Centrale Raad van Beroep

Datum uitspraak
21 januari 2014
Publicatiedatum
27 januari 2014
Zaaknummer
12-2034 AOW
Instantie
Centrale Raad van Beroep
Type
Uitspraak
Rechtsgebied
Bestuursrecht; Socialezekerheidsrecht
Procedures
  • Hoger beroep
Rechters
Vindplaatsen
  • Rechtspraak.nl
AI samenvatting door LexboostAutomatisch gegenereerd

Herziening van AOW naar gehuwdennorm en gezamenlijke huishouding

In deze zaak heeft de Centrale Raad van Beroep op 21 januari 2014 uitspraak gedaan in hoger beroep tegen een eerdere beslissing van de rechtbank Almelo. De zaak betreft de herziening van het ouderdomspensioen van appellante, die sinds mei 2006 een AOW-uitkering ontvangt als ongehuwde. De Sociale verzekeringsbank (Svb) heeft in 2009 een onderzoek ingesteld naar de woon- en leefsituatie van appellante, wat leidde tot de conclusie dat zij samenwoont met D.J. [B.] en dat er sprake zou zijn van een gezamenlijke huishouding. Dit leidde tot een herziening van haar AOW naar het tarief voor gehuwden.

Appellante heeft tegen deze beslissing bezwaar gemaakt, maar de Svb heeft haar bezwaar ongegrond verklaard. De rechtbank heeft het beroep van appellante tegen deze beslissing niet-ontvankelijk verklaard en het beroep tegen het bestreden besluit ongegrond verklaard. Appellante heeft hiertegen hoger beroep ingesteld.

De Centrale Raad van Beroep heeft in zijn overwegingen vastgesteld dat de beschikbare gegevens onvoldoende grondslag bieden voor het standpunt van de Svb dat aan het criterium van wederzijdse zorg is voldaan. De Raad heeft geconcludeerd dat de herziening van het ouderdomspensioen niet op een deugdelijke motivering berust. De rechtbank heeft dit niet onderkend, waardoor de aangevallen uitspraak voor vernietiging in aanmerking komt. De Raad heeft het bestreden besluit vernietigd en het besluit van 4 januari 2010 herroepen, met veroordeling van de Svb in de kosten van appellante tot een totaalbedrag van € 2.678,50.

De uitspraak benadrukt het belang van objectieve criteria bij de beoordeling van gezamenlijke huishoudingen en de noodzaak van een zorgvuldige motivering bij besluiten van de Svb.

Uitspraak

12/2034 AOW, 12/2035 WWB, 12/2094 AOW
Centrale Raad van Beroep
Meervoudige kamer
Uitspraak op het hoger beroep tegen de uitspraak van de rechtbank Almelo van 29 februari 2012, 10/606 en 11/44 (aangevallen uitspraak)
Partijen:
[Appellante] te [woonplaats] (appellante)
de Raad van bestuur van de Sociale verzekeringsbank (Svb)
PROCESVERLOOP
Namens appellante heeft mr.
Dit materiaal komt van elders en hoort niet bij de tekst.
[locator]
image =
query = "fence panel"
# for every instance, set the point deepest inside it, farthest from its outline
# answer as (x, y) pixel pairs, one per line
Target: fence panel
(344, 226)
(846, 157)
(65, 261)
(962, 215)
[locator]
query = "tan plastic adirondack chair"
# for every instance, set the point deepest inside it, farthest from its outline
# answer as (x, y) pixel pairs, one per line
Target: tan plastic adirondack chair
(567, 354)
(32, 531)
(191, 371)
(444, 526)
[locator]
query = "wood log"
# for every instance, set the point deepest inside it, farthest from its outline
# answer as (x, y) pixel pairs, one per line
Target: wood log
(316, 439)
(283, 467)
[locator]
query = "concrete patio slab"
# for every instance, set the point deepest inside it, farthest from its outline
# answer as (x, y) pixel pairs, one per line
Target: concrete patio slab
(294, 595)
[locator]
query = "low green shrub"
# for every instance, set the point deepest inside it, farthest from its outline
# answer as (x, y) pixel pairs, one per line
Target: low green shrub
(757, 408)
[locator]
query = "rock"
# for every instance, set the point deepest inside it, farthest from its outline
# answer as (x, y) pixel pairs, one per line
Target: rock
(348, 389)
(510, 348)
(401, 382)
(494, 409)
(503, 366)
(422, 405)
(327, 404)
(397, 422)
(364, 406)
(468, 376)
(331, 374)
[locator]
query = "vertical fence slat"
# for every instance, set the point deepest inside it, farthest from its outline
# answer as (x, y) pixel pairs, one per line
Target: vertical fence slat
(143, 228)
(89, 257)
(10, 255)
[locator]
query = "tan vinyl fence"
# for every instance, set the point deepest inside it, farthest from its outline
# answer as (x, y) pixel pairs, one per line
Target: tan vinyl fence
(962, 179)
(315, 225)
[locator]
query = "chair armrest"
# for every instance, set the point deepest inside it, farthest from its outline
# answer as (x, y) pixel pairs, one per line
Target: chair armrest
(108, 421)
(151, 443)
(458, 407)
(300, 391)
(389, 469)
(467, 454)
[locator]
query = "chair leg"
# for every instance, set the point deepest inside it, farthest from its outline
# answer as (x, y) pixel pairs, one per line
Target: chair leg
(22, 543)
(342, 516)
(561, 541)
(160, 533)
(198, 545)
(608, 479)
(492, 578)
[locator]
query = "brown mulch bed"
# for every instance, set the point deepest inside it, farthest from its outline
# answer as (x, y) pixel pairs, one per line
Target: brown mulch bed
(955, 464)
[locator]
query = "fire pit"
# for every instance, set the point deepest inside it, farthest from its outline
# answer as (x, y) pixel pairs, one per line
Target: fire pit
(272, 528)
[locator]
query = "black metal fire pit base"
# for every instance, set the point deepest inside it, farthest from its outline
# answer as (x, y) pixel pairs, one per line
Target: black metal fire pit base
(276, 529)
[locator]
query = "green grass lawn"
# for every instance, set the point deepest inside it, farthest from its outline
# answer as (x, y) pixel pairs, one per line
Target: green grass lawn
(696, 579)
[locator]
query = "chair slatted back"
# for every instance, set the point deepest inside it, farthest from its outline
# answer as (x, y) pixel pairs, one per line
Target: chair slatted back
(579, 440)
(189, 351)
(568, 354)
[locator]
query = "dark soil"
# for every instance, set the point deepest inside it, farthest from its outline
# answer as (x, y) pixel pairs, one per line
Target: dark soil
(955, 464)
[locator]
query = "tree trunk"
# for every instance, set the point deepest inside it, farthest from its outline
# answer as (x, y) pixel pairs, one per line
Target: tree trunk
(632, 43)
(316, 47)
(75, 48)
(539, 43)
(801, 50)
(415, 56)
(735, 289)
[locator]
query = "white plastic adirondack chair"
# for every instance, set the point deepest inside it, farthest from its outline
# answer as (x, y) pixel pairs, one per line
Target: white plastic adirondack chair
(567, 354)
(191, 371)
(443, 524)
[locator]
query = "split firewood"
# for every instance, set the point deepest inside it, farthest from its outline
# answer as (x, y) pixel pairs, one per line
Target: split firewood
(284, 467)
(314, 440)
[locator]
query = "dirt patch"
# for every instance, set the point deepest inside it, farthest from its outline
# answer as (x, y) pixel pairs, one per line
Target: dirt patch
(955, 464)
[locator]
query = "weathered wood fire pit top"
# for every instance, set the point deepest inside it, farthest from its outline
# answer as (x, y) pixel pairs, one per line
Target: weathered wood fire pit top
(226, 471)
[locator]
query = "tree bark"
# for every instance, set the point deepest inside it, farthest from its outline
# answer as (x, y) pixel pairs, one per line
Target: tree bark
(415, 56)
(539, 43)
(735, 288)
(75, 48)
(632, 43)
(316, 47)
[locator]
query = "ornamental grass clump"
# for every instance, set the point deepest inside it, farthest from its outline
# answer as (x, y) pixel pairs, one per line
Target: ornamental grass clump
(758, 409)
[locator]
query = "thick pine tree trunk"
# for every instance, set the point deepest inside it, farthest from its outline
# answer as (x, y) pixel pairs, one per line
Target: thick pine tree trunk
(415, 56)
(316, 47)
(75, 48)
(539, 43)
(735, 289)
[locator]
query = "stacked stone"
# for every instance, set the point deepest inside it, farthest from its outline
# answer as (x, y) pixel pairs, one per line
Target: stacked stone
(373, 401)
D.J.H. Habers, advocaat, hoger beroep ingesteld.
De Svb heeft een verweerschrift ingediend.
Het onderzoek ter zitting heeft plaatsgevonden op 3 september 2013. Namens appellante is verschenen mr. Habers. De Svb heeft zich laten vertegenwoordigen door
mr. A. van der Weerd.
Het onderzoek is heropend na de zitting. De enkelvoudige kamer heeft de zaak verwezen naar de meervoudige kamer.
Het onderzoek is voortgezet ter zitting van 10 december 2013. Namens appellante is opnieuw mr. Habers verschenen. De Svb heeft zich laten vertegenwoordigen door K. van Ingen.

OVERWEGINGEN

1.
De Raad gaat uit van de volgende in dit geding van belang zijnde feiten en omstandigheden.
1.1.
Appellante ontvangt vanaf mei 2006 een ouderdomspensioen ingevolge de Algemene Ouderdomswet (AOW) als ongehuwde.
1.2.
De Svb heeft in september 2009 een onderzoek ingesteld naar de woon- en leefsituatie van appellante. Op 28 september 2009 hebben twee medewerkers, werkzaam bij de afdeling Fraude & Opsporing, een huisbezoek gebracht aan de woning van appellante. Daarbij is aan de hand van de door appellante verstrekte gegevens een checklist ingevuld, die door appellante is ondertekend.
1.3.
De resultaten van het onderzoek zijn voor de Svb aanleiding geweest om bij besluit van
4 januari 2010 het ouderdomspensioen van appellante met ingang van januari 2010 te herzien naar een ouderdomspensioen voor gehuwden, omdat zij in haar woning een gezamenlijke huishouding voert met D.J. [B.] ([B.]). Bij besluit van 26 april 2010 heeft de Svb het bezwaar tegen het besluit van 4 januari 2010 ongegrond verklaard. Bij besluit van
30 september 2010 (bestreden besluit) heeft de Svb het besluit van 26 april 2010 niet langer gehandhaafd en, opnieuw beslissend op het bezwaar, dat bezwaar wederom ongegrond verklaard. Aan het bestreden besluit ligt ten grondslag dat aan het huisvestings- en zorgcriterium van het begrip gezamenlijke huishouding is voldaan en dat tussen appellante en [B.] geen sprake is van een zuiver commerciële relatie.
2.
Bij de aangevallen uitspraak, voor zover van belang, heeft de rechtbank het beroep tegen het besluit van 26 april 2010 niet-ontvankelijk verklaard en het beroep tegen het bestreden besluit ongegrond verklaard.
3.
Appellante heeft zich, zoals toegelicht ter zitting van 10 december 2013, in hoger beroep op de hierna te bespreken gronden uitsluitend gekeerd tegen de aangevallen uitspraak voor zover daarbij het beroep tegen het bestreden besluit ongegrond is verklaard.
4.
De Raad komt tot de volgende beoordeling.
4.1.
Ingevolge artikel 1, derde lid, aanhef en onder a, van de AOW wordt als gehuwd of als echtgenoot mede aangemerkt de ongehuwde meerderjarige die met een andere ongehuwde meerderjarige een gezamenlijke huishouding voert, tenzij het betreft een bloedverwant in de eerste graad. Van een gezamenlijke huishouding is op grond van het vierde lid sprake indien twee personen hun hoofdverblijf in dezelfde woning hebben en zij blijk geven zorg te dragen voor elkaar door middel van het leveren van een bijdrage in de kosten van de huishouding dan wel anderszins.
4.2.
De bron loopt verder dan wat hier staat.